Picture via Adopt a Rabbit
We ate a lot of the New Zealand rabbits the boys raised when we still had the farm. Rabbit is a fantastic meat! These USDA circulars show just how nutritionally good rabbit meat is for you.
When Mama was nearing the end of her life she couldn’t eat very much. We gave her lots of rabbit meat because she could eat small servings and get more nutritional benefits than with just about anything else. And she loved it! Her favorite was “Barbecue Bunny on a Bun.”
Our oldest son, Paul with his Reserve Grand Champion pen of New Zealand (white) rabbits in 1996!
So, although I no longer have the farm I’m going to raise rabbits for meat. It’s a frugal way to stock my freezer with a high quality meat for very little money. I can produce as little or as many rabbits as I need and butcher them myself. And I can also share rabbit meat with family and friends. Since rabbits are extremely quiet animals I don’t have to worry about annoying anyone with loud noises.
Paul & Pete with their Best In Show (multiple times) winner Indian Oaks Spirit. She was a Mini Rex which was their primary breed but not good for meat. They’re smallish rabbits. They weigh about the same as a gallon of milk.

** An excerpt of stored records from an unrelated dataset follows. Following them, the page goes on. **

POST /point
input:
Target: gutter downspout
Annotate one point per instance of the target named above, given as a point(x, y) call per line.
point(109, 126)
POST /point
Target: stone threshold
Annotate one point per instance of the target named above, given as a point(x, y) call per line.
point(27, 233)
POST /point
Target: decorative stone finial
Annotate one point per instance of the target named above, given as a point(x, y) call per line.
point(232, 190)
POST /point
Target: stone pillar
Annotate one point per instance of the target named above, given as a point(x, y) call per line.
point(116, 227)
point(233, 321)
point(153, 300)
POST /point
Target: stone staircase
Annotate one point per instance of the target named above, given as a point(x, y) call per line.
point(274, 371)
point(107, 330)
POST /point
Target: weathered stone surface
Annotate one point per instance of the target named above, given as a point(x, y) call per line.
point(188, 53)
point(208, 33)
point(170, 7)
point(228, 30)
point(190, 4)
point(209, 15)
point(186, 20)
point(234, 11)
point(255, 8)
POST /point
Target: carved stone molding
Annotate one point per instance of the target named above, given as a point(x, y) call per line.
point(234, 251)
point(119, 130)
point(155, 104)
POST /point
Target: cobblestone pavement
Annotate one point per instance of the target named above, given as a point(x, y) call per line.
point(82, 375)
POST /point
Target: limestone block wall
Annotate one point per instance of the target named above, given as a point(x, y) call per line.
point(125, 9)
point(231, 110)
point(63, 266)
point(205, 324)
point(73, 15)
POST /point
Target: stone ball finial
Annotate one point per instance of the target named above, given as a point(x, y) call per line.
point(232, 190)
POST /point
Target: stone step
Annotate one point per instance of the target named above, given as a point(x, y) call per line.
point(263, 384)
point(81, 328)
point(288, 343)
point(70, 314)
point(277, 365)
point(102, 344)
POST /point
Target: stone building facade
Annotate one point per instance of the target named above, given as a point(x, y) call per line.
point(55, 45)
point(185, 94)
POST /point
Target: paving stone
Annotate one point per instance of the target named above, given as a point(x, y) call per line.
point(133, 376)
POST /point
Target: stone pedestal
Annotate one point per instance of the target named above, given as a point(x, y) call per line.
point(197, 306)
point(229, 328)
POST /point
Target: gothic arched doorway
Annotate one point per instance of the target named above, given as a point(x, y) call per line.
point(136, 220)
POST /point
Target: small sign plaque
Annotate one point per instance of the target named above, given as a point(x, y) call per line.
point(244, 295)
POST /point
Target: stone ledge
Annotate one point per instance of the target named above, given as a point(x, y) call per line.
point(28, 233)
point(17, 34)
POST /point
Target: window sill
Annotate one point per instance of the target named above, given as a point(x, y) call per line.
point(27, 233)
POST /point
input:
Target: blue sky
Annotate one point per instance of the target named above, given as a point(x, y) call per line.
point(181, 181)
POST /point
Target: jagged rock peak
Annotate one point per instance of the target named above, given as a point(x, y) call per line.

I chose New Zealand whites (there are also black, red, and broken) varieties but I like the white because I can also use the pelts. Sure, I could use the other colors but white gives me a little leeway in what I do with the pelts.
This breed weighs a maximum of 12 pounds as an adult but, for tender meat, I’ll butcher the rabbits when they’re just over 5 pounds. And if I decide I want a bigger bit of meat I can just let the rabbit(s) grow until they’re the weight I want then butcher them. Of course I’ll have to cook older rabbits low and slow; in stew and soups for example.
In a future post I’ll talk about other breeds that are good choices for raising rabbits for meat.
I’ve already talked to an old friend from the rabbit showing days and I will get my breeding pair in the spring. That gives me time to set up the rabbits’ housing and my friend is working on better loins on his rabbits. He’ll have both better show rabbits and the rabbits will have more meat with fuller loins.
Pete has found a source for free pallets that I can use to build the rabbit hutch. We already have chicken wire and hardware cloth. Then I’ll only need a nesting box which I’ll build when I breed the rabbits. I have to keep the buck and the doe separate because she will not take well to sharing space with him and she will be decidedly rough on him when she’s going to give birth to the litters.
Because I want to feed my family from the things I grow, whether fruits and vegetables or meat, this project is one I’m really excited about!
I believe if you want to raise an animal for meat you can’t go wrong with rabbits. And you can use their droppings, without letting them “cool” in your garden! I’ll keep you updated as I build the housing and purchase the rabbits. You’ll learn about breeding and butchering rabbits. In short, you’ll learn all about raising rabbits for meat!